When Derreck Kayongo learned that hotels discard millions of partially used bars of soap each year, he could have complained. Instead, the Ugandan refugee found a way to build on that knowledge.
“The point of America is to construct,” says Kayongo, who addressed the 2023 CUNA Operations & Member Experience Council and CUNA Technology Council Conference in Denver. “Look at what you’ve built in 249 years. That’s what the U.S. is all about.”
He used his story of growing up, becoming a refugee, and starting the Global Soap Project to show how embracing personal accountability and seeking out opportunities can create an environment where everyone thrives.
Kayongo created the Global Soap Project after staying in a hotel for the first time in the U.S. He was amazed the hotel provided and replaced three different soaps—facial, hand, and body—each day. He learned the hotel threw out the partially used bars of soap.
“I had an epiphany,” Kayongo says. “I was the son of a man who made soap, became a refugee, and had nothing, and they were throwing away good soap.”
U.S. hotels throw away 800 million bars of annually—2.6 million bars each day, he says. Kayongo set out to find a way to recycle the used soap to send back to refugees on his home continent to improve peoples’ hygiene.
“The idea of building a business was linked to me understanding the needs of the community,” he says. “As credit union people, you’re part of the community.”
Kayongo says his parents played a significant role in his upbringing and becoming the man he is today. One lesson he learned from his father was the need to construct a governing ethos: fundamental values that drive peoples’ decisions and actions.
Kayongo’s governing ethos is SELF: service, education, leadership, and faith.
Service. When serving his community, Kayongo says something positive happens and he feels the connection.
Education. Educated yourself on the needs of the community.
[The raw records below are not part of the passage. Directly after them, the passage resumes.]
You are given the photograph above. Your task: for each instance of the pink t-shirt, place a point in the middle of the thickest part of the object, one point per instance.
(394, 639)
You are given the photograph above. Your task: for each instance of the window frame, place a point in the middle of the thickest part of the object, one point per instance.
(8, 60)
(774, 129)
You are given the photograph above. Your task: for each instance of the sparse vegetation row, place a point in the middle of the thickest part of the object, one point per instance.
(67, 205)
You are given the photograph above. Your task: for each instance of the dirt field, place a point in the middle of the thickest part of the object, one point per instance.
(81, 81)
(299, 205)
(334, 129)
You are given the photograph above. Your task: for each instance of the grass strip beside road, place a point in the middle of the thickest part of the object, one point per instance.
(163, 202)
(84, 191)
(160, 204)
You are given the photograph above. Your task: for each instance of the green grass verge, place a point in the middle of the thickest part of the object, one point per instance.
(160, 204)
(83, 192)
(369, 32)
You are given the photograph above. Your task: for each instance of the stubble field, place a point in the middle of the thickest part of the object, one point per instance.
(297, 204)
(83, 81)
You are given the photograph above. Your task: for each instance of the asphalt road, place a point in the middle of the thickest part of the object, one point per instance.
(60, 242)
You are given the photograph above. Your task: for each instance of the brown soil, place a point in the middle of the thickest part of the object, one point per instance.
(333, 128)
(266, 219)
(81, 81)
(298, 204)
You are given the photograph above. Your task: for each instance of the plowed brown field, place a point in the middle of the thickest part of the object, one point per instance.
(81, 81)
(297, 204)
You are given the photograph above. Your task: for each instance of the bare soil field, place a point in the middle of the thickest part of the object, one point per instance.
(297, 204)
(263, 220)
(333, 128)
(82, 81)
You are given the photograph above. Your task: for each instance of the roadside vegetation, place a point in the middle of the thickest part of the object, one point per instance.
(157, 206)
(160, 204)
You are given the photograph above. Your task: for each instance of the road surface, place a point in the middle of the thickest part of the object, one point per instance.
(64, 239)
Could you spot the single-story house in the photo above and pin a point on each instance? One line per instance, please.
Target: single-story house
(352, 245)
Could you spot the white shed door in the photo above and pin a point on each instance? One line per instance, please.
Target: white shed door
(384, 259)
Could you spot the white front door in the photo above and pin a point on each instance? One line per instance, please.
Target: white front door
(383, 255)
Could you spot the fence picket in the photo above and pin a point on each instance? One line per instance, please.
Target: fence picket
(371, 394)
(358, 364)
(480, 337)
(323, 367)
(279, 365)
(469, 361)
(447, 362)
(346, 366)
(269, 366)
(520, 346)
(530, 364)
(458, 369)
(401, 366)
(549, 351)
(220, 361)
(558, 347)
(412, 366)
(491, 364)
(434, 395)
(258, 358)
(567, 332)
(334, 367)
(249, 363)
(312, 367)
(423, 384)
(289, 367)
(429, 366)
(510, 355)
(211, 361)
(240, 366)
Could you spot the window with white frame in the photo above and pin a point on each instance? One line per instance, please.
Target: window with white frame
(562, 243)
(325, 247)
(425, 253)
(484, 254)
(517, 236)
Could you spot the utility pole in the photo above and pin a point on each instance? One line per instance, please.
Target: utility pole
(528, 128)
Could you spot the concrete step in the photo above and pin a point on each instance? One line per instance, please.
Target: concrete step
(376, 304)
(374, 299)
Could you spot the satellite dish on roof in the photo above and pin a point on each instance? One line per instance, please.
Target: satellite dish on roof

Leadership. In his culture, leadership is earned, not just given through promotions or years of service. Leaders achieve this by failing, learning from those failures, and asking for wisdom.
“A leader is invested in understanding the details,” Kayongo says. “The function of a leader is to take a human with many skills and make them fantastic.”
Faith. Understand that unexpected events will occur, but faith will see you through obstacles. “There’s a reason for the challenges, obstacles, and successes you face.”